FIG. 7 is a front view showing a drive mechanism for ribbon saving (retreat position).

[Explanation of symbols]

 DESCRIPTION OF SYMBOLS 1 Line thermal printer 2 Housing 3 Paper 4 Ink ribbon 5 Machine box 6 Roll support shaft 7 Tension roller 8 Paper transport mechanism 9 Printing unit 10 Rewind-side ribbon shaft 11 Rewind-side ribbon shaft 12 Upper body frame 13 Lower body Frame 14 Headset 15 Platen 16 Frame wall (left) 17 Frame wall (right) 18 Head arm 19 Operating lever 20 Slot 21 Support pin (left) 22 Support pin (right) 23 Head frame 24 Line thermal head 25 Mounting pin 26 Male screw 27 Pressing pin (left) 28 Pressing pin (right) 29 Compression spring 30 Bend 31 Positioning ring 32 Depression 33 Shaft 34 Drive mechanism for ribbon saving 35 Stepping motor 36 Plate cam 37 Lever 38 Shaft 39 First cam follower 40 Second Cam follower

 ────────────────────────────────────────────────── ─── Continuing on the front page (72) Inventor Masahiko Ueda 6-11-12 Honcho, Tanashi-shi, Tokyo Citizen Watch Co., Ltd. Tanashi Factory F-term (reference) 2C064 CC02 CC06 EE01 EE05 EE15 2C065 AA01 AB01 AB03 CC05 CC09 CC10 CC17 CC24 DA03 DA04 DA17 DA23

Claims (7)

[Claims] 1. A line thermal printer comprising: a platen; a first position holding a line thermal head and approaching the platen; and a head arm movable between a second position separated from the platen. When the head arm is at the first position, the line thermal head is configured to be movable between a printing position in which the line thermal head is in close contact with the platen and a retracted position having a predetermined gap with respect to the platen.

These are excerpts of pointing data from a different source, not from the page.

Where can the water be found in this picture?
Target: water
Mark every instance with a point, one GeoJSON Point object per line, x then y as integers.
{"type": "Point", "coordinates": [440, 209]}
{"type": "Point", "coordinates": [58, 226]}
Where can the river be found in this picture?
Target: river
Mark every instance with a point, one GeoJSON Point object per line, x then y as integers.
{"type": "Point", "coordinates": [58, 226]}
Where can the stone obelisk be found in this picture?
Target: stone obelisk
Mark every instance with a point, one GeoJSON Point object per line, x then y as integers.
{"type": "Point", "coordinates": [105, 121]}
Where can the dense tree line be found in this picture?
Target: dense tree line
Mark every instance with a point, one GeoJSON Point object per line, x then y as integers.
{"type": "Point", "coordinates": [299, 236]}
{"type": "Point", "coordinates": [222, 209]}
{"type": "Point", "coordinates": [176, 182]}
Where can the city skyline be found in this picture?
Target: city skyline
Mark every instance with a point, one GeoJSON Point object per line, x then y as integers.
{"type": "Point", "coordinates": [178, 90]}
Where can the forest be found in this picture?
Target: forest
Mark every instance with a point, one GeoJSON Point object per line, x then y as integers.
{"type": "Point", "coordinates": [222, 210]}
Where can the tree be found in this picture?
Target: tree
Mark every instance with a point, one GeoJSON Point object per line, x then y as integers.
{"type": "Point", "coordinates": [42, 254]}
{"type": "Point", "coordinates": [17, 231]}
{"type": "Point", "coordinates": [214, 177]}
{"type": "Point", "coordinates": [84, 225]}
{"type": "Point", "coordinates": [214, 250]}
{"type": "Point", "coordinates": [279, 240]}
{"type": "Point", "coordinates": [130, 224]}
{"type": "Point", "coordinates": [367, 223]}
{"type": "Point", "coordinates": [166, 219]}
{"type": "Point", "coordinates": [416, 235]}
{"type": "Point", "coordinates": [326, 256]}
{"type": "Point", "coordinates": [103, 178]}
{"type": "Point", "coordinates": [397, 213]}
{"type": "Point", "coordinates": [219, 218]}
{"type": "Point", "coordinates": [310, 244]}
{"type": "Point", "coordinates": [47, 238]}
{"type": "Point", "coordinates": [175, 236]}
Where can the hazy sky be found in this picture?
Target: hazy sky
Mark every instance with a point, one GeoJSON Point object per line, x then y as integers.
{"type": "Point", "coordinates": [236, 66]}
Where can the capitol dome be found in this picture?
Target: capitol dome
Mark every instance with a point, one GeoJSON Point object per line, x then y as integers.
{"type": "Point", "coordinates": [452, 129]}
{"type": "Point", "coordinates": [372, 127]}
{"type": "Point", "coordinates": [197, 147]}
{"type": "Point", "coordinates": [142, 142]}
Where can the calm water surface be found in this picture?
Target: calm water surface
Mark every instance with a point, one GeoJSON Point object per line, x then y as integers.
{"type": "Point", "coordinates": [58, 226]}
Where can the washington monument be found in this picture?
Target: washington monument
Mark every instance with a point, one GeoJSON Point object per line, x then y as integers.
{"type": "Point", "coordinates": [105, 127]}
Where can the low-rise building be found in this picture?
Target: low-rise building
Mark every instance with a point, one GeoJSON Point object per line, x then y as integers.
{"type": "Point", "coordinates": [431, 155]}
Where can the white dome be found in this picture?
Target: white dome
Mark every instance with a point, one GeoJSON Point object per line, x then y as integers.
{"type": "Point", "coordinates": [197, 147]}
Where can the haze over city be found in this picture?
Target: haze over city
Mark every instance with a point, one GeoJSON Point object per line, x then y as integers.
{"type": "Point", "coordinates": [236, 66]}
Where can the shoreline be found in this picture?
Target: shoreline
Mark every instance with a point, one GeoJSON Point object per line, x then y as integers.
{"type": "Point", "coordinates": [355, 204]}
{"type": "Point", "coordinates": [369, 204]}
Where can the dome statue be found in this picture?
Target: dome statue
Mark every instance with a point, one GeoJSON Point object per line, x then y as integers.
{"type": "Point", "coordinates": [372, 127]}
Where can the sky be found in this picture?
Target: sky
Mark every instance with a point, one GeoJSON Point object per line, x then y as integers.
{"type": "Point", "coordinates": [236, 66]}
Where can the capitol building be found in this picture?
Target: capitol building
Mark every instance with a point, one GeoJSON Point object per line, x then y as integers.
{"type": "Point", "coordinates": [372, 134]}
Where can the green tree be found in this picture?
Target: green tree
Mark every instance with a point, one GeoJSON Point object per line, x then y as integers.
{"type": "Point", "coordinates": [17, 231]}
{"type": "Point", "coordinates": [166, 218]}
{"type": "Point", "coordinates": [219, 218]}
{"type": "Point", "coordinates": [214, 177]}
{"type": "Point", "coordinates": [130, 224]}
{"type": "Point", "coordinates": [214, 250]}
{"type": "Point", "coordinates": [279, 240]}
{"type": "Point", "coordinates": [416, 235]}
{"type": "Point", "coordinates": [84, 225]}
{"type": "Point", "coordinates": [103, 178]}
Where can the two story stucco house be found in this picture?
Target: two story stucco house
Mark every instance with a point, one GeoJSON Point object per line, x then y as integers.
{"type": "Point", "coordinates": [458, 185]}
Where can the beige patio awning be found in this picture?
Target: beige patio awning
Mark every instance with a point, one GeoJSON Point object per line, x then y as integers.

And line thermal printer. 2. The line thermal printer according to claim 1, further comprising: a paper transport path for passing the paper and the ink ribbon between the platen and the line thermal head in an overlapping manner; a paper transport mechanism for transporting the paper; The line thermal printer according to claim 1, further comprising an ink ribbon transport mechanism, wherein the line thermal head is set to a retracted position when transporting only the sheet. 3. The line thermal printer according to claim 1, wherein the line thermal head is configured to be movable between a printing position and a retracted position by a stepping motor and a cam mechanism. 4. The line thermal printer according to claim 3, wherein the line thermal head is supported by a head frame, and the head frame contacts a cam of the cam mechanism. 5. The line thermal printer according to claim 1, wherein the line thermal head is urged toward the platen via an elastic member by a head arm. 6. The line thermal printer according to claim 4, wherein the line thermal printer includes a holding mechanism for holding a head arm at a first position. 7. A line thermal printer comprising: a platen; a first position holding the line thermal head and approaching the platen; and a head arm movable between a second position separated from the platen. Wherein the platen is movable between a printing position where the platen is in close contact with the line thermal head and a retreat position having a predetermined gap with respect to the line thermal head when the head arm is at the first position. Characteristic line thermal printer.